De camino al aeropuerto le había preguntado a Jared cómo se había puesto en contacto con su hermanastra en un primer momento, y él le contestó que le envió la documentación con un servicio de mensajería urgente. Suponía que Shelly aceptó la entrega, abrió el sobre, leyó el contenido y decidió quedarse con lo que no era suyo.

Hallie pensó en lo que podría haber pasado si no hubiera regresado a casa de forma inesperada. ¿Habría vuelto del trabajo para encontrarse una casa vacía y una nota de su hermanastra en la que le decía que había decidido marcharse de la ciudad? ¿Cuánto habría tardado en descubrir la existencia de su herencia robada?

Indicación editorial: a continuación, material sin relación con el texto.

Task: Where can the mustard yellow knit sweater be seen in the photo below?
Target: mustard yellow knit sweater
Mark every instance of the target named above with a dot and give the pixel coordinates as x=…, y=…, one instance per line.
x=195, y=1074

Una vez en el avión, Jared se aseguró de que se abrochara el cinturón de seguridad, le dejó la gruesa carpeta con la documentación en el regazo y colocó una copa de champán a su lado. Tan pronto como estuvieron en el aire, Jared se levantó de su asiento para hacer unas llamadas telefónicas y Hallie se dispuso a leer por qué un desconocido le había legado su propiedad. Al parecer, tenía un antepasado, Leland Hartley, que se casó con Juliana Bell, cuya familia (incluida su hermana Hyacinth) era la propietaria de la casa. Al ver su nombre en el documento, un nombre bastante raro, su curiosidad aumentó. ¿Sería esa mujer su antepasada? No, la pobre Juliana y su hermana murieron sin dejar descendencia. Leland Hartley regresó a Boston, se casó de nuevo y tuvo un hijo. Hallie descendía de ese hijo. Henry, el hombre que le había dejado la casa en su testamento a Hallie, descendía de la rama de los Bell. Puesto que no tenía familia directa, le había dejado todas sus posesiones a la señorita Hyacinth Lauren Hartley, también conocida como Hallie.

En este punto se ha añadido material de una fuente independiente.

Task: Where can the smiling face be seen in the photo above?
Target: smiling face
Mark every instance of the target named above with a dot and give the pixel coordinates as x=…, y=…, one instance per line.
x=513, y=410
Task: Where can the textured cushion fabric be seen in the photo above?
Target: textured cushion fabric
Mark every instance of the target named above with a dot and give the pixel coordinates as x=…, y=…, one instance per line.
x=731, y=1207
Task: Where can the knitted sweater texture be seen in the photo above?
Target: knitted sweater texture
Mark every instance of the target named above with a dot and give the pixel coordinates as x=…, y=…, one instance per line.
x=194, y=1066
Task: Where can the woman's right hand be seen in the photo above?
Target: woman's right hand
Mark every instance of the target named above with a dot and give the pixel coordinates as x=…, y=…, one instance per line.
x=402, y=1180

Henry había trazado un árbol genealógico desde Leland hasta Hallie. Ella desenrolló el pliego de papel y leyó los nombres y las fechas. Allí estaba la muerte de su madre cuando ella tenía cuatro años, y el segundo matrimonio de su padre cuando ella tenía once años. Los datos acababan con la muerte de su padre y de Ruby, la madre de Shelly, en un accidente de coche cuando Hallie cursaba su segundo año en la universidad y Shelly aún estaba en el instituto.

Jared regresó a su asiento.

—¿Entiendes lo de la herencia?

—Creo que sí —contestó ella—. Pero no soy familia de Henry Bell.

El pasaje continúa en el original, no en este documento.